Das kann feiern wer will, einen grundlegenden Richtungswechsel kann ich darin nicht erkennen. Zum einen ist diese Hybris allen Funktionssystemen gemein. Zum anderen betreiben wir seit einiger Zeit Big-Data-Forschung zum Bedeutungswandel der Funktionssysteme zwischen 1800 und 2000.3 So können wir den Rückgang der Religion, einen Zuwachs der Wissenschaft und den sanften Aufstieg des Informationszeitalters nachvollziehen. Was unsere Daten nicht hergeben: eine dominante Stellung des Wirtschaftssystems. Vielmehr zeigt sich das letzte Jahrhundert als politisches Jahrhundert, und das quer durch alle untersuchten Sprachräume. »Mehr Politik« wäre demnach kein »new normal«. Mehr Politik wäre einfach nur mehr vom Selben.
Ob mit oder ohne Krise wäre eine andere Gesellschaft somit eine, die neben Politik und dem Indexpatient Wirtschaft andere Funktionssysteme nicht nur kennt, sondern in den Mittelpunkt der Aufmerksamkeit rückt. Das Spiel »Andere Gesellschaft« geht demnach nicht ohne Politikblindheit. Nur so wird der Biedermeier zum Brandstifter.

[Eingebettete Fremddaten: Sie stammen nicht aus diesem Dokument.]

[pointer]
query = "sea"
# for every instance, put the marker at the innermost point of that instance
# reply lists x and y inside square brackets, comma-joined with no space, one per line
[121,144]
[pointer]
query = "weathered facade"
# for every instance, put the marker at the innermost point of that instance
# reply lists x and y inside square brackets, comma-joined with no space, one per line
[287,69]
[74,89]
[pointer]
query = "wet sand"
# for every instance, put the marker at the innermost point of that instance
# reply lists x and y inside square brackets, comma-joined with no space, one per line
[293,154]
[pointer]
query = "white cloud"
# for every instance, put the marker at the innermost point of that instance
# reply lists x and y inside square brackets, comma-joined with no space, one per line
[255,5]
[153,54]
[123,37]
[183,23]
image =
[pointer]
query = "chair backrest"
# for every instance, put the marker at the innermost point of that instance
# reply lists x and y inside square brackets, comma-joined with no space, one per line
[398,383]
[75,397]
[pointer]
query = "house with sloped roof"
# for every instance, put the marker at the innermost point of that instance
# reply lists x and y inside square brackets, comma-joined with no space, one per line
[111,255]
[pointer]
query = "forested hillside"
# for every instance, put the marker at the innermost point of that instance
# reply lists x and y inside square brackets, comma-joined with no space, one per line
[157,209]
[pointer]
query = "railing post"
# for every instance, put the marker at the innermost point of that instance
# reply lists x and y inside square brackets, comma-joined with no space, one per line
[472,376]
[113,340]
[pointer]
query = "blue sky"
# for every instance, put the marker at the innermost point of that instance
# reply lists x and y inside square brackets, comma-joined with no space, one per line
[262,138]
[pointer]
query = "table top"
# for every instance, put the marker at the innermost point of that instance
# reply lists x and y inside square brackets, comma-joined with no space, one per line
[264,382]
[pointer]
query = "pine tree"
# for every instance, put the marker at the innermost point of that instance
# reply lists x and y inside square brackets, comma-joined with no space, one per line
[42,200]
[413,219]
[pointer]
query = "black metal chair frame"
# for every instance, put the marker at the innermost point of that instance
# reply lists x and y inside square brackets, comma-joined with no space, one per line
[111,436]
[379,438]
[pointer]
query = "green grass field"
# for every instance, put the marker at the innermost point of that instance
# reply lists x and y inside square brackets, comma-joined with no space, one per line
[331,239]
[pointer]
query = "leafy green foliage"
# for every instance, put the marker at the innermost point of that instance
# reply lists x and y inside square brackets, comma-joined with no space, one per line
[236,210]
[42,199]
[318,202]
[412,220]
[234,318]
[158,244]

Bis die notwendige Unbeobachtung der Politik gelingt, ist man mit einem multifunktionalen Liberalismus gut beraten. Anders als der aktuell geschmähte Neoliberalismus würde sich diese Spielart des Liberalismus nicht nur auf Wirtschaft, Recht und Politik konzentrieren, sondern sich dem wechselseitigen Interventionsschutz aller Funktionssysteme verschreiben, und somit die reflexive Bescheidenheit, die sowohl dem Liberalismus als auch der Systemtheorie zu eigen ist, konsequent auf die Beobachtung aller Funktionssysteme ausweiten.